I recently asked Lance Woodbury, DTN's family business columnist and a trained mediator, about some methods to “bring down the shout” between family members.
Woodbury: Marcia, there are a few techniques that help prevent conflict in the family business. Of course, open communication and listening skills often get mentioned, but I want to offer a few others for readers to consider:
1. Discuss expectations of one another. Due to the long-term relationships and informal communication patterns of family members, lots of important things are assumed. For example, a son or daughter who returned earlier may assume that he or she will inherit or have the chance to buy a greater portion of the business. But a parent might assume that because both children are family and both are involved in the business, they each should have an equal share.
Another example lies in performance evaluations. Most non-family businesses have some sort of evaluation system, even of owners or partners or leaders in the business. But do family business members in your family business evaluate one another? The evaluative process is not only important for the feedback it provides (which is often lacking in a family enterprise), but also because it helps to clarify what people expect of one another and openly discuss whether those expectations are being met.

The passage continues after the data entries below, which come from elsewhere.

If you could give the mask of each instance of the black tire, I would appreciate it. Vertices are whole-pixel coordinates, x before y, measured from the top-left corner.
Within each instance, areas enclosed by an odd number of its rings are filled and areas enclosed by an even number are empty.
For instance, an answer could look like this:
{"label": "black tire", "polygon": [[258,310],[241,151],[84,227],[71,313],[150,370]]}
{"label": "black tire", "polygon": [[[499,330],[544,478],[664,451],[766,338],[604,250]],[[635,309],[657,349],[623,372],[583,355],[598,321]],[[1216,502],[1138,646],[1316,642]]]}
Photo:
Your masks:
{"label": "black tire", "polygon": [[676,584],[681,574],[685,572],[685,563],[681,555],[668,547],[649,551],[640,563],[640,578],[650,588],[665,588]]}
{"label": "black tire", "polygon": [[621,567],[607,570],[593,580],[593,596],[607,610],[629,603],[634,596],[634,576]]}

In a non-family business, these kind of issues would generally be on the table, but because of the sensitivity around family relationships and what is appropriate to discuss, many families don’t have the conversation until plans have been developed, long-term performance judgments have been made and assumptions are built. I know it is hard, but family members have to be willing to talk about what they expect of one another. Better to find out early if performance and transitions are going as planned, then to get several years down the road and be highly frustrated.
2. Focus on the result, not the method. Especially in transitions between generations, how something gets done can become a source of conflict. The senior generation learned by trial and error and found the optimal way to accomplish a task. Surely, they think, the younger generation shouldn’t repeat those mistakes!

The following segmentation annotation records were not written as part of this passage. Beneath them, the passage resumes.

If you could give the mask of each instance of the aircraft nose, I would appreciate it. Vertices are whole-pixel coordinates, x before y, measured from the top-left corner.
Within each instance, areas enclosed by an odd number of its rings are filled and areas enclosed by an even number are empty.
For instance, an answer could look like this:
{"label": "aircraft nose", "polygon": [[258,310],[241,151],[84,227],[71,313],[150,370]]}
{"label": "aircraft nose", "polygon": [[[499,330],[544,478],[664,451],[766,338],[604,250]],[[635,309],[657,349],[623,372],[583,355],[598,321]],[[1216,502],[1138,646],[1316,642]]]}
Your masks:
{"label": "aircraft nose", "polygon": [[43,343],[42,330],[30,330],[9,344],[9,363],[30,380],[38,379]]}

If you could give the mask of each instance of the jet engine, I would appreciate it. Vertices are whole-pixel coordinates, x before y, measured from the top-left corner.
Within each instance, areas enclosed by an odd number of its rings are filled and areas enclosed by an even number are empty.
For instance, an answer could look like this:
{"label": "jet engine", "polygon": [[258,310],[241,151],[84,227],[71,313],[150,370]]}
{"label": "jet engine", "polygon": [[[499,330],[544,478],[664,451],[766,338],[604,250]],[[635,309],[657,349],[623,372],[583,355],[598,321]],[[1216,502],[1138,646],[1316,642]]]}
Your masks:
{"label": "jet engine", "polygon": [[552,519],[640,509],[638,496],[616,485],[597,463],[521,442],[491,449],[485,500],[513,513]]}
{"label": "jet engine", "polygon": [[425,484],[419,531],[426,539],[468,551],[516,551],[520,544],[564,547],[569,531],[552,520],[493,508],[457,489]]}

But the younger generation may have a different way of accomplishing the task. They may encounter the same mistakes of their seniors, which will still provide good learning, or they may get it done in a totally different way. The question is not whether they did it the way you did it – the question is whether they got it done to an acceptable standard and learned from the process. In other words, you have to be willing to switch from a metric of “here’s how I did it” to “here’s what we got done.”
3. Err on the side of discussion and inclusion. Due to the lack of participation, knowledge, and experience of in-laws or family members off the farm, it can feel painfully slow to include those folks in conversations. And you shouldn’t need to necessarily include them in daily on-farm decision-making.
But long term discussions about ownership, entity structure, roles and finances warrant inclusion, if for no other reason than to gain some buy-in of changes in the future. One of my recommendations is to include anyone who can throw a wrench in your plans, so that you know exactly what you are up against and can work on strategies to avoid painful and costly conflict down the road. In other words, consider acts of slowing down and getting people involved not a cost, but an investment in future alignment of shareholders and family members.
I wish there was a silver bullet for conflict prevention, but talking about expectations, results and inclusion are really the keys to long-term family harmony.